When I had gym arms - December 2010

So me and James decided to put up our hoods and venture into the crowd to enjoy Meshuggah properly. It was actually my first time seeing them live so I wanted the full experience.

Once we'd found our spot - facing the middle of the stage and quite close to the sound desk (the best sound is usually near the sound desk), we managed a couple of uninterrupted seconds of Meshuggah before being recognised by a fan. It was a different experience being recognised in the early days - and we weren't at all shy to take photos and accept beers from our kind Indian fans.

A few beers later, either myself or James let slip the name of the hotel we were staying at.

"Hey we're staying there too" says one of the people we're stood with.

"We should meet up for a beer after the concert" he suggests.

"Yeah sure, that sounds fun" we agreed.

Our manager shows up and drags us off to the minibus which would take us back to the hotel. Our new friends and future beer brothers follow us on their mopeds.

At the hotel, we dump our bags, freshen up - after all we have just played a gig and we're not animals - and proceed downstairs to the hotel bar to meet up with our new friends. A few more people had joined the group - the more the merrier.

Manhattan O'Clock

I progressed from drinking lager to ordering Manhattan's at the hotel bar - this was my cocktail of choice at the time and something I'd practiced making many times at home. So I wasn't too pleased when it was served in a heavy, lumpy glass over ice. But whatever - I'm in India with my band and I'm out drinking with new people.

Some drinks later, one of the group suggests "Hey, I know this cool metal bar down the road, do you guys want to come?"

"Yes. Yes we do" we unanimously replied.

We didn't understand that 'down the road' literally meant 'you'll need to get on the back of my moped and hold on for dear life as I somewhat drunkenly weave in and out of traffic down these batshit crazy roads'. Fearlessly, me and James hop on the back of two mopeds, bearhug the driver and, once the adrenaline had kicked in, very much enjoyed the near death experience.

We arrive at the bar and are sat down at a large table while a couple of guys go up to order beers from the bar. They went all out - they returned with a pitcher-keg of beer which was placed in the centre of the table for us to devour.

A keg or two later...

"Let's take this back to the hotel" I suggested.

We each had our own room at the hotel, which was nicer than any hotel I'd ever stayed in. The bar was still open and in my room we had a minibar to raid. These people had been so kind to us that I felt an urge to return the kindness by attempting to offer a memorable night for all.

I. Was. Drunk. Really really out of my face drunk. What's the best thing to do when you're drunk? Get in the bath of course, fully clothed, and start the water flowing.


This is the last thing I remember.

I was woken up - in that bath - by our manager, rushing me to get my shit together as we had to leave the hotel to catch a flight to New Delhi for show number two. I was still drunk, until we got to the airport, at which time I could not deal with life.

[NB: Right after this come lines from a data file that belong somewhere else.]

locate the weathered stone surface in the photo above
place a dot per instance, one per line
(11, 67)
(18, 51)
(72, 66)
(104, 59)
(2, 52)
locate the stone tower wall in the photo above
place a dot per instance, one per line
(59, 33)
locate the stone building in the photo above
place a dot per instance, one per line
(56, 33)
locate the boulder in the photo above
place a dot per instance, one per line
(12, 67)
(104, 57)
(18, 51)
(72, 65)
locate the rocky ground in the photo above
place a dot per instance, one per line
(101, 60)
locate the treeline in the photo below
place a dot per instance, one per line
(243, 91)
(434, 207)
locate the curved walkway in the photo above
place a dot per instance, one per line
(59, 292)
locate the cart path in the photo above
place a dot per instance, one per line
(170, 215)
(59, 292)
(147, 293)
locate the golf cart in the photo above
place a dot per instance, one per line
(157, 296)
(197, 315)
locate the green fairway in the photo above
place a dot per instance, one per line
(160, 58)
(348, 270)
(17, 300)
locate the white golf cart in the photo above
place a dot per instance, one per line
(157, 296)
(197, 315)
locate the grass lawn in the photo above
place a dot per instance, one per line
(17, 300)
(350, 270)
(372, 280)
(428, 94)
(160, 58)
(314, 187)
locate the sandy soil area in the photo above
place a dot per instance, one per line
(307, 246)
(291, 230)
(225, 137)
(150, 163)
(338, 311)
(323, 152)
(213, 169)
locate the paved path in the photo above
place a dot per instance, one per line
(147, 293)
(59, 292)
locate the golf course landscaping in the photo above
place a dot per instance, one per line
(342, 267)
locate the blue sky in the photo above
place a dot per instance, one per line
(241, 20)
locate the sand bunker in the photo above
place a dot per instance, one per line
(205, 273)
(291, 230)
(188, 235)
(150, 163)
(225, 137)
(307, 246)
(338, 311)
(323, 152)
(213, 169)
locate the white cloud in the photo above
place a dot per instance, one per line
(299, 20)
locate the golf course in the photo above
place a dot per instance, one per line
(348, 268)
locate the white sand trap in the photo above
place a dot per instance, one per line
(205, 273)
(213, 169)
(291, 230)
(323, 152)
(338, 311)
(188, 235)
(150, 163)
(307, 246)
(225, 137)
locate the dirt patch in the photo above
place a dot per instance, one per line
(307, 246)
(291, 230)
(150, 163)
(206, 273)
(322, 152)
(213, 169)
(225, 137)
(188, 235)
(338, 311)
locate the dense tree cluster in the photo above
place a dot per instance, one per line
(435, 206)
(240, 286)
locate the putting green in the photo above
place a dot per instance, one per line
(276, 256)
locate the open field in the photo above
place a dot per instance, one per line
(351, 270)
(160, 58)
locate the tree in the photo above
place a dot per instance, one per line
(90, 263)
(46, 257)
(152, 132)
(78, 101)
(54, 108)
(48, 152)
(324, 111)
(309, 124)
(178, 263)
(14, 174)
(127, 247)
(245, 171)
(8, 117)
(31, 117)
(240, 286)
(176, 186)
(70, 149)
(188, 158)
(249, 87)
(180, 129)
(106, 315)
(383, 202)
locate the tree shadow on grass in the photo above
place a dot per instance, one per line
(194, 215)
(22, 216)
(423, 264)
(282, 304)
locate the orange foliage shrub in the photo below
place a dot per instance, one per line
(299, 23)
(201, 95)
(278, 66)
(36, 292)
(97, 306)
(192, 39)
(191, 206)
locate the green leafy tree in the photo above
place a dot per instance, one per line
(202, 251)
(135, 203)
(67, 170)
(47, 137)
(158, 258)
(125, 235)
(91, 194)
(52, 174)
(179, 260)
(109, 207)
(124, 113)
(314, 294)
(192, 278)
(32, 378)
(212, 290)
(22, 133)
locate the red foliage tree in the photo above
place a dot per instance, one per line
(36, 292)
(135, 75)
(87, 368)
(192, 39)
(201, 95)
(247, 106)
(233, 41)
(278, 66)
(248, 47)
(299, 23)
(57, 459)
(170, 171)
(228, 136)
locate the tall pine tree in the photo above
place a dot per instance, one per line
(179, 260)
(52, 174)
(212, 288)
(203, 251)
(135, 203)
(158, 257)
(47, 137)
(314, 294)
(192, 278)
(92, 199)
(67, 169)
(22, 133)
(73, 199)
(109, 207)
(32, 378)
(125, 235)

I lay down on the cool floor of the airport at every possible moment to help me through the waves of nausea. In the end, Dan ended up pushing me through the airport in a wheelchair. I don't have a photo of that - sorry.

If there's one lesson we can all learn from this... always have fun and say yes to things. No regrets.

There's another story that I'm going to save for another time because, there's probably going to be another round of these stories if folks enjoy this blog.

Please let me know the type of thing you'd like to see me write about and I'll do my best to cover those topics.

For now - peace - any I hope you enjoyed this.